Le ministre de la cohésion des territoires s’en défend pourtant vigoureusement auprès du Monde :
« J’ai toujours tenu à conserver une activité professionnelle quels qu’aient été mes mandats (…). J’observe que des centaines de députés ou sénateurs conservent également et parfois pleinement leur activité professionnelle, ce qui me parait totalement bénéfique, par opposition à celles et ceux qui ne vivent que de la politique. »
Quid de la proposition de loi sur les mutuelles ? Après avoir rappelé qu’elle ne faisait que concrétiser une préconisation de la Cour des comptes et un engagement électoral de François Hollande, Richard Ferrand fait mine de s’interroger :
« Devais-je m’abstenir de défendre un principe au prétexte que je connais bien le sujet ? Demande-t-on par exemple à Monsieur Christian Jacob de ne pas intervenir sur les sujets agricoles en raison de son ancienne présidence du CNJA [le Cercle national des jeunes agriculteurs, poste qu’a occupé M. Jacob il y a 25 ans] ? Interdit-on aux députés qui sont médecins de voter le budget de la sécurité sociale ? Faut-il expressément empêcher les magistrats et les avocats de siéger à la commission des lois ? Je vous laisse le soin de répondre à ces questions. »
L’ancien pilier de la campagne d’Emmanuel Macron semble peu à l’aise avec la notion de conflits d’intérêts, formalisée pour la première fois dans la loi sur la transparence de 2013, qu’il a pourtant votée : celle-ci désigne « toute situation d’interférence entre un intérêt public et des intérêts publics ou privés qui est de nature à influencer ou à paraître influencer l’exercice indépendant, impartial et objectif d’une fonction ». « L’interférence peut être matérielle (une activité professionnelle spécialisée dans un certain secteur), géographique (les intérêts détenus dans une commune) ou temporelle (des intérêts passés) », précise la Haute autorité pour la transparence de la vie publique (HATVP) sur son site.
Une définition à laquelle ne semble pas non plus adhérer Benjamin Griveaux, le porte-parole du mouvement En marche !, qui est monté au créneau lundi 29 mai pour défendre Richard Ferrand :
« Grand diable, si l’on veut des élus compétents, qui aient des domaines d’expertise, un passé professionnel et ne soient pas simplement des professionnels de la politique, il est heureux d’avoir des gens qui aient exercé des fonctions et qui vont exprimer des votes sur des sujets qu’ils connaissent sans doute mieux que d’autres.

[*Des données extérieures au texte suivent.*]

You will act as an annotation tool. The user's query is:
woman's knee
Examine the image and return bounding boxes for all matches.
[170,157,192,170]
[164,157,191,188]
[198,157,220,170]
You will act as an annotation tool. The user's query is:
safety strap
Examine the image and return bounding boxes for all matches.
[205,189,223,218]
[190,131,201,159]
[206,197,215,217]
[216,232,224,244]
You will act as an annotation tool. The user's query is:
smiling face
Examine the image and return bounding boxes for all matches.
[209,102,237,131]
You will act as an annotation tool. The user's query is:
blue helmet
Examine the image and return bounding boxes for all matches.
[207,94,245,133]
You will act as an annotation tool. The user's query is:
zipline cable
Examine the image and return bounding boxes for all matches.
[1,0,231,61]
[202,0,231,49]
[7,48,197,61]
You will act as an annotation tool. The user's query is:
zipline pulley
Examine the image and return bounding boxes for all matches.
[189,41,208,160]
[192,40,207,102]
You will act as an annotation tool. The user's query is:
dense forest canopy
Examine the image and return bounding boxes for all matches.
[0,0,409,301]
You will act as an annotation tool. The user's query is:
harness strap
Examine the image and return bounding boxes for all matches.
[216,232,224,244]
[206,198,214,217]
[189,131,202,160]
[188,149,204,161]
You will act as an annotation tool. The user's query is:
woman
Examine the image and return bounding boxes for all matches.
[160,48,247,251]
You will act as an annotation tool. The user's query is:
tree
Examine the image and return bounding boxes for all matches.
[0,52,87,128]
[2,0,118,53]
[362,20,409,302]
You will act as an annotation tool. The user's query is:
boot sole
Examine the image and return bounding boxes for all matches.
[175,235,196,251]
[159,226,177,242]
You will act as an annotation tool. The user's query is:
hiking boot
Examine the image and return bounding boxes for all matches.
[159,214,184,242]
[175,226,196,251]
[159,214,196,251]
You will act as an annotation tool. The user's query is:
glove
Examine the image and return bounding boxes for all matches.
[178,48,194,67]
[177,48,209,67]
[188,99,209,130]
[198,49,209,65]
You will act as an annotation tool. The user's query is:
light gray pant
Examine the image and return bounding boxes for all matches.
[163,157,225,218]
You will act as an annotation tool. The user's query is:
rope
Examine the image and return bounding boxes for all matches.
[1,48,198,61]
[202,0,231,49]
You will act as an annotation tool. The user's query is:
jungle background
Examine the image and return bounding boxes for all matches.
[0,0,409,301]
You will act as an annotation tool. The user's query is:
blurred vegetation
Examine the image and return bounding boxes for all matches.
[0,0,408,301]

Mais je fais confiance à la liberté de conscience de nos parlementaires. »
Reste à savoir si cette conception pourra s’accorder avec celle du garde des sceaux, François Bayrou, qui avait scellé son alliance avec Emmanuel Macron à la condition expresse qu’une grande loi sur la moralisation rende « impossible » et « sanctionne » tous les conflits d’intérêts, en faisant en sorte que « de très grandes entreprises ne puissent pas se payer ou appointer des responsables politiques pour rédiger des lois ou pour aller dans le sens de ce qu’ils souhaitent ».